Off the court, that meant adopting a dog, Drako, and doing charity work, like donating coats to families and hosting a Thanksgiving dinner for dozens of children in foster care.
Although he’s not playing with the Thunder, he spends just about every day at the facility, from 8 a.m. to 2 p.m., rehabbing, lifting weights and tweaking his jumper.
“Unless you’re Steph Curry,” he said, “you can always get better.”
He has taken up residency in the film room, hoping to understand how he will fit into this Thunder team a year from now. He has watched the way his teammate Shai Gilgeous-Alexander, 24, endures the ups-and-downs of leading a rebuilding roster that has outperformed expectations but still finds itself in the bottom half of the Western Conference standings.
Holmgren meets with Daigneault each week for at least a half an hour, when they talk about everything from philosophy to fourth-quarter situational strategy. Since Holmgren’s second surgery in December — a planned procedure to remove hardware from the first — Daigneault has noticed a new spark in him.
“The more he’s exposed to the competitive experience, whether it’s shooting in pregame warm-ups or being on the bench for lineup announcements,” Daigneault said, “when you watch him in those situations, you can tell he’s ready to run through a wall — but he can’t, not yet.”
Per team policy, the Thunder declined to make any team medical personnel available for interviews. But Holmgren said that he had put on muscle and weight since the summer and that he was on schedule to return to play next season.
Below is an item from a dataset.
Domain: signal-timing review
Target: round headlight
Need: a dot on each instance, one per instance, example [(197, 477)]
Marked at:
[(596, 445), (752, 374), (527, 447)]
“It’s naïve to think that he’ll step back on the court on Day 1 and be back to 100 percent,” said Brian Sutterer, a sports medicine doctor in Missouri who has not treated Holmgren but has discussed Holmgren’s injury on his YouTube channel. “His foot might feel stiffer at times. He might not have quite the range of motion. And he has to learn to trust it again after a fluke injury like what he had. But there’s no reason to think he won’t be able to return to a high level of play and enjoy a long career.”
Fortunately for Holmgren, all the goals he set for himself before this season are still possible in the 2023-24 campaign. He will still be eligible for the Rookie of the Year Award, and he was enticed by the potential for competing against another skinny, skilled seven-footer, Victor Wembanyama. But more than that, he was excited about helping a young Thunder roster coalesce into a championship-caliber team.
“We’re winning games at the buzzer, we’re losing games at the buzzer,” he said. “We’re winning games by 4 points, we’re losing games by 4 points. It’s not like we’re losing every game by 30 points. I don’t have to try to come in and be Superman. I just have to figure out how to help make this team 5 points better and then keep building from there.”